Basically maintenance today. So much hungry. The beast had a name and it was eat everything

Including a complete cookie

earned that bad boy though

 

Grinding Skill Points

Squatterday!

 

  • 48 lb x 5 reps
  • 60 lb x 5 reps
  • 72 lb x 3 reps
  • 84 lb x 3 reps
  • 96 lb x 3 reps
  • 108 lb x 5 reps
  • 114 lb x 3 reps
  • 120 lb x 2 reps
  • 126 lb x 1 reps (PR)

Copy pasta from fitocracy b/c easier. HONESTLY, the first six sets felt like the warm-up. The first three absolutely are on purpose, the next three are the base 5/3/1 sets for this week, then the joker sets hit. 114 & 120 I knew already I could do at least 2 or 3 of. 126 I loaded up the bar, looked around, was like lol these people gonna watch me fail in a sec, but nope. Yay happy completion of reps!

 

Deadlifts

5x3 at 129 lbs

This was interesting. I've done 5 reps of 136 before, but I had the DANGEDEST time getting the first rep off the ground. I have read about this phenomenon, and it is likely that I started with poor starting position, then set it back down more naturally in the correct position. Either way, I drew glances from another deadlifter for my cursing at that first set.

 

Straight-leg Deadlifts

5x10 at 60 lbs

Wasn't aiming to work too hard here, just throwing in some hamstring assistance. 

 

Best workout in a month, if I do say so myself. My body agreed, and was pretty much begging for extra fuel all day. I obliged, to a point. 

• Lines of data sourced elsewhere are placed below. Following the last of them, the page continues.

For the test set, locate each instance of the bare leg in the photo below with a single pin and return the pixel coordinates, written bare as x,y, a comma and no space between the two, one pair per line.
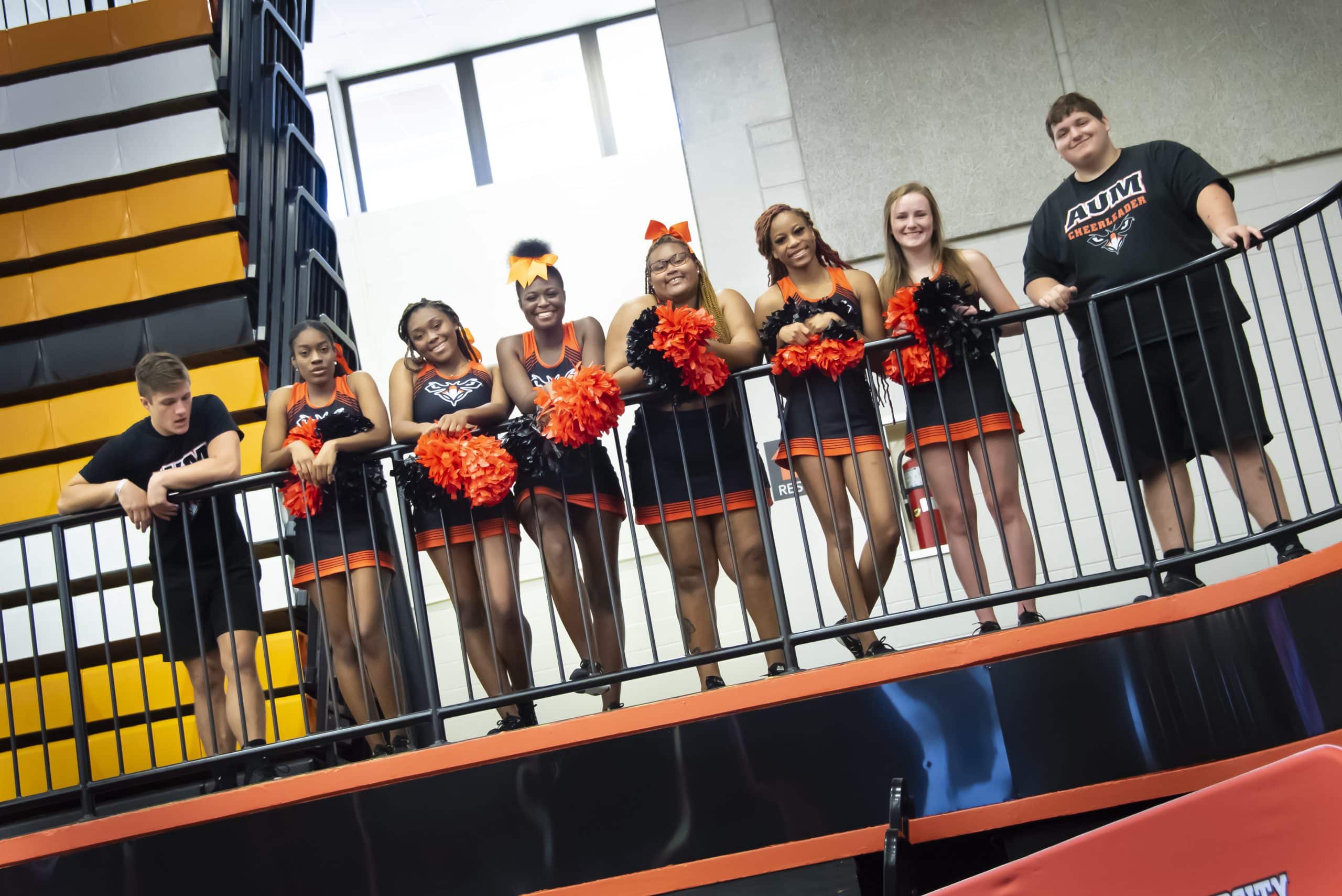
746,566
682,545
1005,509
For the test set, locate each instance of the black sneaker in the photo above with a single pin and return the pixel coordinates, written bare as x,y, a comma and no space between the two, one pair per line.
850,642
1178,582
880,648
586,671
1292,552
507,724
526,713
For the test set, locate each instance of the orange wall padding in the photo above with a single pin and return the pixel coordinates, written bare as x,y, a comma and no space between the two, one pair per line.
100,34
116,217
121,278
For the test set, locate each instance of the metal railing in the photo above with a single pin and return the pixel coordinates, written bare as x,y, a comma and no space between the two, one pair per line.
1085,534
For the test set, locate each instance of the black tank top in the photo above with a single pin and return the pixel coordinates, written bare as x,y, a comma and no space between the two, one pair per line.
437,395
566,366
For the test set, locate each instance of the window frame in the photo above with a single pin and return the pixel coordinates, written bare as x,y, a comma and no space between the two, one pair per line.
471,100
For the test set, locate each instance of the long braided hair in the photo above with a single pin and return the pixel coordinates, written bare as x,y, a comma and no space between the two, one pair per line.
777,270
414,360
708,296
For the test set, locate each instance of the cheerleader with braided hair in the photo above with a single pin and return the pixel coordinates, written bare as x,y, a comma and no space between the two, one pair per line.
847,454
698,505
442,384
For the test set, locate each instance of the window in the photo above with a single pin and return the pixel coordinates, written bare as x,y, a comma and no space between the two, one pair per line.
638,85
411,137
325,145
537,107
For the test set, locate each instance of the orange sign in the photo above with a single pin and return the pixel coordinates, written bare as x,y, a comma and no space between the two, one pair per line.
1270,832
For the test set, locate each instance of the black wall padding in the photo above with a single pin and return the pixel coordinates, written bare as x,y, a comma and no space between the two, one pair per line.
113,348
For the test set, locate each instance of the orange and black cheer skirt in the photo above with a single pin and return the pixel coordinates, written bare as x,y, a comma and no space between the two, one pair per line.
665,479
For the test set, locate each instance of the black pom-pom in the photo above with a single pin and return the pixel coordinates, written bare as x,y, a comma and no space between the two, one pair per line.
658,371
343,426
940,309
422,491
531,249
536,455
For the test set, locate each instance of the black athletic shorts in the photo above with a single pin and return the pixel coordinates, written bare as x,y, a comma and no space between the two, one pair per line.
178,612
1219,403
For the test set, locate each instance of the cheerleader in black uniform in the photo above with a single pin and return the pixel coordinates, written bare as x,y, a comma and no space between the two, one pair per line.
440,384
343,584
916,250
554,349
804,268
696,542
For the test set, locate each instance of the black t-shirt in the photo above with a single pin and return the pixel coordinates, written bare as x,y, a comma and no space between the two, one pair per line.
1136,220
140,452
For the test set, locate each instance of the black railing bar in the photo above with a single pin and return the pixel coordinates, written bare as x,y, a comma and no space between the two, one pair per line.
1289,527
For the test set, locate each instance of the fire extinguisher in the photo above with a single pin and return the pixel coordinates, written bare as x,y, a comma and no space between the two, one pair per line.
923,509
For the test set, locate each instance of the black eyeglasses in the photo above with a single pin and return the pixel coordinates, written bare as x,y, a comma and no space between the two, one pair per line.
678,260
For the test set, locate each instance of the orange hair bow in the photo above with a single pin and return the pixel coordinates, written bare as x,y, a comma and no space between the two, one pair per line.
657,230
526,270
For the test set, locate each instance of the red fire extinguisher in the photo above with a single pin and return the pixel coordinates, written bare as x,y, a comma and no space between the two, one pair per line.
923,509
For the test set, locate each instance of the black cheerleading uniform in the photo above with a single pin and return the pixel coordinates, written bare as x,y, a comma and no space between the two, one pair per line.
457,522
715,446
327,526
973,399
581,465
827,399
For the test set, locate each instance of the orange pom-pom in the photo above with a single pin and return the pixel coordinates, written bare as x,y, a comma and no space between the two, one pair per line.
837,356
583,408
301,499
306,434
792,359
488,471
901,317
437,451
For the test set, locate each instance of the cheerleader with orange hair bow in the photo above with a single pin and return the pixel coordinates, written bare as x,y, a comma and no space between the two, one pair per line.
340,550
689,459
442,387
575,501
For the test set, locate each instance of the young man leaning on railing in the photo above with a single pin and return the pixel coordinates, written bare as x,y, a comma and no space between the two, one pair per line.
188,441
1139,212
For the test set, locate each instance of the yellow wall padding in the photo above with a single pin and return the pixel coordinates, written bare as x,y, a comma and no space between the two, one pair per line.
157,22
17,301
29,494
81,222
100,34
14,241
100,414
126,278
116,217
157,682
27,428
135,750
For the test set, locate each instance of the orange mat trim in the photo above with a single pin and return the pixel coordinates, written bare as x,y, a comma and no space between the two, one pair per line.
835,679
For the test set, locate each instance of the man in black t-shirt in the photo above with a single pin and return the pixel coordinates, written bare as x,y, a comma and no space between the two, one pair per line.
187,443
1183,375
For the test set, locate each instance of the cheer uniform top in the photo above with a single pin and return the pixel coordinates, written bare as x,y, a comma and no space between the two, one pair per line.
690,462
365,542
587,463
965,403
457,522
818,400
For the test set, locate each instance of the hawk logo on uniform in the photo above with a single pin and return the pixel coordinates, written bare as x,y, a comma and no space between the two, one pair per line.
454,392
1111,239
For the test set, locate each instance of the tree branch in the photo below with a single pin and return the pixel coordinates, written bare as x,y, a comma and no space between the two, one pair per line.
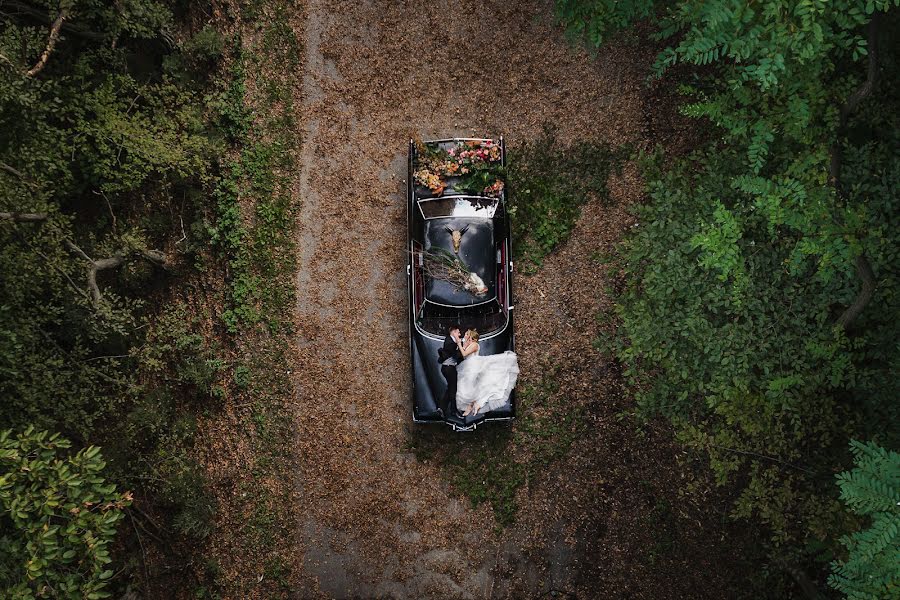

Benches tomorrow! I can probably handle the first two joker sets here, but that third one is lol wut again. Maybe I'll get to practice my roll of shame technique.

 

Meat Mithkabobs

132g protein

Fixed my not-really-good curry leftovers with 2 tsp cinnamon. Much better. Not awesome, but wayyy more edible. Which is good, because it's basically a protein bomb.

 

Mithra Stretchcat

Pre-squat leg stuff. Went heavy on the foot rollin'.

 

Random Sidequest

Balance of 8 after earning 27 today and spending 20. Even wrote a bit. Boyfriend, meanwhile, after 4 years of living in this house and having guests in the past, suddenly fixed the shower handles in the guest bathroom. I guess the teenage terror coming to stay isn't all bad.

 

 

Week 3 Summary

 

Inventory Culling

Average 1486

Over target, under maintenance. 

Fail-ish.

 

Grinding Skill Points

4/4, can't keep me away from the gym \o/

 

Meat Mithkabobs

5/7

B

Avg: 101, don't know that it works that way tho

 

Mithra Stretchcat

5/7

B

 

Random Sidequest

Still positive, having mostly desired effect. Wish I would study more. Might put a premium on those points for a bit.

 

Still doing okay this challenge. Aiming to finish strong on the cut goal next week, then there's only one more week of cut before I head back to maintenance territory for a stretch.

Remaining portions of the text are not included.